Recibe un beso y ten fe y esperanza de que todo se arreglará para ti. Por que si de algo estoy segura es que el amor siempre encuentra caminos para realizarse.
Hay Ifi, yo no te podría hablar sino por mi experiencia, por que no tuve una mama a la que preguntarle, y la verdad aunque las amigas aveces aconsejan es mejor recurrir a tu mama, lo digo por que a veces los amigos no son los mejores consejeros, tomate tu tiempo Ifi, por que como te sientes solo el tiempo te dará respuestas, un saludo grande y trata de sonreír que créeme que hay problemas mucho mas graves, saludos
Hola Ifi...
Tenia tiempo sin poder escribir pero he seguido tu historia con el celular de mi hermano que tiene internet.
Y estaba por preguntarte como podias estar tan segura que el bruto se acostaba con cualquiera? digo no creo que esa sea la conversación tipica que tienen dos hermanos, pero si que me sorprendio que el bruto fuera virgen de verdad no me lo esperaba.
Tocara esperar a ver que pasa cuando llegue la amanda aunque estoy de acuerdo con carolina de que ella dijo que no eran exclusivos y si bien el bruto es virgen quien dice y ella aun lo sea.

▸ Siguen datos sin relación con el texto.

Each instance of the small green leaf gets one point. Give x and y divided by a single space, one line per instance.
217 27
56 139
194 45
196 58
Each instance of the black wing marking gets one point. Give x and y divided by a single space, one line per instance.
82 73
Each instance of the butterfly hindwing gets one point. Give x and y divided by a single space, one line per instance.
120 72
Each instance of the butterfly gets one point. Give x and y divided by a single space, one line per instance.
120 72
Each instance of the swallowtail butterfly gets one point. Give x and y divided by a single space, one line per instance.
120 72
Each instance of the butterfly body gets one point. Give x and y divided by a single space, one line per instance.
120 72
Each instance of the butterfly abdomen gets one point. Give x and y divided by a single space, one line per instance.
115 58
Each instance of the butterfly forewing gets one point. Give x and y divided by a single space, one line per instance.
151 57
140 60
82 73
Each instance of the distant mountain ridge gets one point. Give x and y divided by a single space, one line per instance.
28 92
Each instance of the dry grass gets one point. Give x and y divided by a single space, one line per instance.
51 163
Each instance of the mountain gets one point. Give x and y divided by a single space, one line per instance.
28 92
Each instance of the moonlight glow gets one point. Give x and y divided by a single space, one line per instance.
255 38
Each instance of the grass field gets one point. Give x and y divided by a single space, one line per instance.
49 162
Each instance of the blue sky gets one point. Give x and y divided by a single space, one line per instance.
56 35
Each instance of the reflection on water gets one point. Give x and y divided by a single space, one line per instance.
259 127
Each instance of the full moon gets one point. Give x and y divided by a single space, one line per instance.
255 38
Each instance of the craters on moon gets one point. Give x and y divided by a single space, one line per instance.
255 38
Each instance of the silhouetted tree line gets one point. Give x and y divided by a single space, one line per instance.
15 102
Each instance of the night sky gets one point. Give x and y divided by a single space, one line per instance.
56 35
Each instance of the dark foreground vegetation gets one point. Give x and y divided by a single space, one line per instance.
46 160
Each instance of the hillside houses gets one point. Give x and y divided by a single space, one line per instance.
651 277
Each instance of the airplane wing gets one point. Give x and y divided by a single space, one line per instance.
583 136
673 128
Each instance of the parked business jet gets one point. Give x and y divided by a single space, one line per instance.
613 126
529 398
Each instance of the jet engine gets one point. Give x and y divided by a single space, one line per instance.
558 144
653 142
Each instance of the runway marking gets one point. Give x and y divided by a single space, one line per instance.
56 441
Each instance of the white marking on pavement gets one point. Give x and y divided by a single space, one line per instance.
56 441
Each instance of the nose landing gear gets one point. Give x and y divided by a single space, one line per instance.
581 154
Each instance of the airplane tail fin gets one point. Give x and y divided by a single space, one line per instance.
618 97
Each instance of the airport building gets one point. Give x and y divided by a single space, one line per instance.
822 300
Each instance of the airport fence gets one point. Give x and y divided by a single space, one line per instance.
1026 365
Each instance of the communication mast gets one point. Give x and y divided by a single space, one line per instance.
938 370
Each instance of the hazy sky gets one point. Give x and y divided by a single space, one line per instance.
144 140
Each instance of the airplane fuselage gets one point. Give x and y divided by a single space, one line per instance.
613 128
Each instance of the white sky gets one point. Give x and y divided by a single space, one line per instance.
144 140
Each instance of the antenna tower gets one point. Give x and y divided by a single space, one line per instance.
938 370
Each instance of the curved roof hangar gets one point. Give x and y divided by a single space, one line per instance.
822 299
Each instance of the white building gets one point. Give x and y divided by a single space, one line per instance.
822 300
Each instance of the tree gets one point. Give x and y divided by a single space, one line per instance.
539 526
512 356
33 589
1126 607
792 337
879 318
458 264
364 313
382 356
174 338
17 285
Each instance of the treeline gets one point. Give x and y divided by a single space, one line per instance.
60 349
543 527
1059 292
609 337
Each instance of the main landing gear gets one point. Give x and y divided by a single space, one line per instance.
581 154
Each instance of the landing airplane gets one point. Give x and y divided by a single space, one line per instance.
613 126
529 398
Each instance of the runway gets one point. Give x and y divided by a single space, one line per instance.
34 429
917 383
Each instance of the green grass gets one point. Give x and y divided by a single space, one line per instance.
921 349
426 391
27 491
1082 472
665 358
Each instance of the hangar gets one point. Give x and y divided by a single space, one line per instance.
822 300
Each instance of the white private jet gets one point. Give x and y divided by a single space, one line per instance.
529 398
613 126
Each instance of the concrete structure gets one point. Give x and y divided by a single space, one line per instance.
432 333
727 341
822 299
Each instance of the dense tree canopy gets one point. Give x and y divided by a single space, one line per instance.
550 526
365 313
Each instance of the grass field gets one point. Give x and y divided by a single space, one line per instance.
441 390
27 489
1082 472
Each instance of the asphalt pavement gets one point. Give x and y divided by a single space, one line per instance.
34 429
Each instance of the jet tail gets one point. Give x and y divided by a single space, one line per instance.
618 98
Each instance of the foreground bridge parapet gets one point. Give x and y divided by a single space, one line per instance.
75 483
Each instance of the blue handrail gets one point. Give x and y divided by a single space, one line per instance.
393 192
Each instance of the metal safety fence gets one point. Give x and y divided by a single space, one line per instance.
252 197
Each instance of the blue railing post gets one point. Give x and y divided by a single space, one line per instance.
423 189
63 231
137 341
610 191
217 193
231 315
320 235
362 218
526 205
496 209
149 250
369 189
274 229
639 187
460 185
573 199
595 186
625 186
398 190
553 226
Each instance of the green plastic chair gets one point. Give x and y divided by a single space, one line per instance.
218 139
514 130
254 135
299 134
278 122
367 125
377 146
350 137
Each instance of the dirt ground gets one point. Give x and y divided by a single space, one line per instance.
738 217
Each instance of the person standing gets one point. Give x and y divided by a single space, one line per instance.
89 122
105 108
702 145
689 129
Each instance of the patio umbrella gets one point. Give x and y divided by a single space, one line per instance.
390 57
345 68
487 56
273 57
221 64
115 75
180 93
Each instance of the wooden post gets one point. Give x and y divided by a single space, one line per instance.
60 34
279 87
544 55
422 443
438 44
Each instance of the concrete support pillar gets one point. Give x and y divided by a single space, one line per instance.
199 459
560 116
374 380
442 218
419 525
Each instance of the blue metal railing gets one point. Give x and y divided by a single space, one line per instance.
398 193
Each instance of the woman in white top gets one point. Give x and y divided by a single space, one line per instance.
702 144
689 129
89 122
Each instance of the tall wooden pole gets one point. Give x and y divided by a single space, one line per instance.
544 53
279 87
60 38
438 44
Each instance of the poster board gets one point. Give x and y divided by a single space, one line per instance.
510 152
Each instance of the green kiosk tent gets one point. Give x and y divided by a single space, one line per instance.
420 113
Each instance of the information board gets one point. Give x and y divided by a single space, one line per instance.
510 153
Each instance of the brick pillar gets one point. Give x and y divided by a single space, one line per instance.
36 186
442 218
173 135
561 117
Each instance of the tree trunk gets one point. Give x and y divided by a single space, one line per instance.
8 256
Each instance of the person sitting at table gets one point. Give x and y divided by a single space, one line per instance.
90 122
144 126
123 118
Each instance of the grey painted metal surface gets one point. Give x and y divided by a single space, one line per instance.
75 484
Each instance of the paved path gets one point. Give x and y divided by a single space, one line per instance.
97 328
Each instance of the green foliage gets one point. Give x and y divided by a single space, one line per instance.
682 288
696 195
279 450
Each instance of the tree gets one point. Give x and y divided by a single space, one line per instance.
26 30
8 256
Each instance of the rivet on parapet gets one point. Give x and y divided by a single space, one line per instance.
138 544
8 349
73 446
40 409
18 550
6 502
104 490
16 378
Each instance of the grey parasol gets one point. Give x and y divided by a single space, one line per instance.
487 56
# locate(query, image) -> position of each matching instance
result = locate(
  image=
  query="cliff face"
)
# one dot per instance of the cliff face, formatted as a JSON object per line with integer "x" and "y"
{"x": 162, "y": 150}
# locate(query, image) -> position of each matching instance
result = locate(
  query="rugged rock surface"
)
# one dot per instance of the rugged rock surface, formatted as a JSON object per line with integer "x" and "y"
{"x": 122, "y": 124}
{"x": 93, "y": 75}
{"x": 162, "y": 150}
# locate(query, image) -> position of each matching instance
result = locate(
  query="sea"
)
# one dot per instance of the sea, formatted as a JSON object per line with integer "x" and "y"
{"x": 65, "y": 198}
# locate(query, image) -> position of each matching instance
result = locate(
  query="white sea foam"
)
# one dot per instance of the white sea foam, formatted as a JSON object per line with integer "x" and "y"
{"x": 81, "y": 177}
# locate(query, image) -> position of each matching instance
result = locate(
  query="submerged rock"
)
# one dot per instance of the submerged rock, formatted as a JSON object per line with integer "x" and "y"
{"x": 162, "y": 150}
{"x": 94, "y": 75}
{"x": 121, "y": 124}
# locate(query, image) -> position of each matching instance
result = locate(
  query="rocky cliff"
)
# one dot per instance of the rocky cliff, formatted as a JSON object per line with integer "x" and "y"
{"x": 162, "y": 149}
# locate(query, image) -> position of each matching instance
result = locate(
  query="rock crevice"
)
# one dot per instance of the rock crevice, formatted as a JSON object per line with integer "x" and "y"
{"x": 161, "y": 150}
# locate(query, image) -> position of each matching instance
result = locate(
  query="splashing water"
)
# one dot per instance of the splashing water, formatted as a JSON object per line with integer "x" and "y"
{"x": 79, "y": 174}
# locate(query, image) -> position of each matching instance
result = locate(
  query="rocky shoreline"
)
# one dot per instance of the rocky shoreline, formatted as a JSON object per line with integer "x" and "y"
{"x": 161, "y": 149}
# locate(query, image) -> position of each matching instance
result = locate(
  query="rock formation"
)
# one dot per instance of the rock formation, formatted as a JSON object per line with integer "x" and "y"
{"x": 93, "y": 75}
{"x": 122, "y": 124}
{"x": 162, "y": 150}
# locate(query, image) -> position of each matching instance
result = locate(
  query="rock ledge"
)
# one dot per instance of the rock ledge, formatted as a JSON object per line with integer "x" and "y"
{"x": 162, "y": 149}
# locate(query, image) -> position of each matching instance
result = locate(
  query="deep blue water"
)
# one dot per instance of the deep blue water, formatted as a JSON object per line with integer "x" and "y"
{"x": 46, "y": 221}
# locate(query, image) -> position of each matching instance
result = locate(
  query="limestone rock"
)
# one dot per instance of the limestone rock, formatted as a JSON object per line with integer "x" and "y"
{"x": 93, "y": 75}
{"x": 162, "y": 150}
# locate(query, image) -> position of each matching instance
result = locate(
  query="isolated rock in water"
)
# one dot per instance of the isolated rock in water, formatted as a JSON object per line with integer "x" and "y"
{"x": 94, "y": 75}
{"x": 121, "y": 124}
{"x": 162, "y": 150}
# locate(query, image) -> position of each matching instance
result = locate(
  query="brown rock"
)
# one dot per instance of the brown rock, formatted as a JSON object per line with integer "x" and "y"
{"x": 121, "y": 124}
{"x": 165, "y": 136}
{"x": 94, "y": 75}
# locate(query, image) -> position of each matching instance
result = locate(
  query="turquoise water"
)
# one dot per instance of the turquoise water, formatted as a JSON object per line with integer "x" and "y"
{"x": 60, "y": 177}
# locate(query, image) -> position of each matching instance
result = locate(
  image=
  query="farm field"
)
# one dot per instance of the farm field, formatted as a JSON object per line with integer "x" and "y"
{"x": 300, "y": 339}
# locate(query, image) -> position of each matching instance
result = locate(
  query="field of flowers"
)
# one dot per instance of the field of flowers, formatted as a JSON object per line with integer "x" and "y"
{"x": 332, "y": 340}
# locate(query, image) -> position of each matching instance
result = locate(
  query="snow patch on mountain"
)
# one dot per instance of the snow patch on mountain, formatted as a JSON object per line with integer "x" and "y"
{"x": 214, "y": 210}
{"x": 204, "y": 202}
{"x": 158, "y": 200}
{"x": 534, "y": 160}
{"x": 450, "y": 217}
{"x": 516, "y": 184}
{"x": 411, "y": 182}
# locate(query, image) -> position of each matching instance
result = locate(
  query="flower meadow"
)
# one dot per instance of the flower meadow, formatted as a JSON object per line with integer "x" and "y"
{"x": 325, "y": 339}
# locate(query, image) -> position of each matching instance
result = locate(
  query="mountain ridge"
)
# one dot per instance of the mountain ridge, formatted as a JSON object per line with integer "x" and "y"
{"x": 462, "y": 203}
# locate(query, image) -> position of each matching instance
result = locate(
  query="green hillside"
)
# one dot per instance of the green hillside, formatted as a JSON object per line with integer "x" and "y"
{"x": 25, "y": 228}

Buena suerte y un saludo a todas las chicas del blog.
Besos...
Hola a todas!!!
Ay, Ifi, llego y mira con lo que me encuentro: ¡El Bruto virgen! Y no por falta de oportunidad, sino por decisión propia...
La situación es de lo más complicada (vaya, descubrí América); bueno, lo que quiero decir es que lo mejor en estos momentos es recurrir a tu mamá, sea como sea, y como dice Carolina, ella tiene más experiencia y es la única que sabrá aconsejarte.
Mucha suerte para ti y saludos para todas.